Dalla ricostruzione prodotta della dinamica del delitto, nel momento in cui viene aggredita Pierina avrebbe in mano il suo mazzo di chiavi e un barattolo di cipolline, probabilmente prelevato precedentemente dal suo garage. È verosimile ipotizzare che, colta di sorpresa da chi le ha poi sferrato le 29 coltellate, Pierina possa aver utilizzato quegli oggetti che aveva in mano per cercare disperatamente di difendersi e che su quegli oggetti vi fosse pertanto il DNA di chi l’ha uccisa. Sembra però che le chiavi, rinvenute poi all’interno della borsa della donna, siano state repertate ma non analizzate, perché consegnate a Giardina solo di recente. Nemmeno il barattolo di sottaceti, rinvenuto infranto sulla scena del crimine sarebbe stato analizzato.

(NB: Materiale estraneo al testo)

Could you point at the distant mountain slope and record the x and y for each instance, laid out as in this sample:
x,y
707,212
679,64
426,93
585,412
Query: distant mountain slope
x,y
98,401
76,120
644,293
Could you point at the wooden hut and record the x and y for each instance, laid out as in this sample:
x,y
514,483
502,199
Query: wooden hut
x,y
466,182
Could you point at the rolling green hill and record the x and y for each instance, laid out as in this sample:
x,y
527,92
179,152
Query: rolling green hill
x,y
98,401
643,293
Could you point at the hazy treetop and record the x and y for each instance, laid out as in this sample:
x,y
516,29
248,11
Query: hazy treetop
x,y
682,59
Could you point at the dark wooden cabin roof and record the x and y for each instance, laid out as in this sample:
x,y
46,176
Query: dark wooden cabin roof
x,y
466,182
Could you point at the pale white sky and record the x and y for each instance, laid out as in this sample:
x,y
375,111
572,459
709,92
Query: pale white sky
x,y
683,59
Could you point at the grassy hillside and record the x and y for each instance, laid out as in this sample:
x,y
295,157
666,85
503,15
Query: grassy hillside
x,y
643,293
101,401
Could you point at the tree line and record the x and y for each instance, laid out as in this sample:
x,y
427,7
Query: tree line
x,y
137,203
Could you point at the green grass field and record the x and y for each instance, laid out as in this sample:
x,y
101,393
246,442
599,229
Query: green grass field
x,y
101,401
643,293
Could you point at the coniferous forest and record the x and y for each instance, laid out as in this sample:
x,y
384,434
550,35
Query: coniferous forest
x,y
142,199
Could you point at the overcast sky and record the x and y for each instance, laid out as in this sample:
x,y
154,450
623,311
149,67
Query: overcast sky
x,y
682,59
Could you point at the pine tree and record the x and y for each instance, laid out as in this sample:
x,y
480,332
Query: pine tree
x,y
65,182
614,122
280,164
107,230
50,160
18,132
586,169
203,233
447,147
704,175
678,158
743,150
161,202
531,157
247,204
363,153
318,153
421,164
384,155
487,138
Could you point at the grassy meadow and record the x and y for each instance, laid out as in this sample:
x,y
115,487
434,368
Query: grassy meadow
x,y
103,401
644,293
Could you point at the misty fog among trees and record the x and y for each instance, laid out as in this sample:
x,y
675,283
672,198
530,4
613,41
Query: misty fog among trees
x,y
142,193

Emergerebbe inoltre la presenza di un capello reciso (quindi privo di bulbo) sul viso della vittima, al quale era rimasto fissato per la presenza di sostanza verosimilmente ematica sulla pelle di Pierina. Un capello, forse appartenuto alla donna, a chi è intervenuto sulla scena, o a chi l’ha uccisa che però non sarebbe stato repertato e pertanto nemmeno analizzato.
Una serie di lacune, quelle che risulterebbero dagli elementi a disposizioni che potrebbero aver comportato la perdita definitiva di elementi utili all’identificazione del colpevole o di chi avrebbe in un secondo momento modificato la scena del crimine e che pertanto renderebbero l’impianto accusatorio fortemente condizionato agli esiti dell’incidente probatorio effettuato martedì.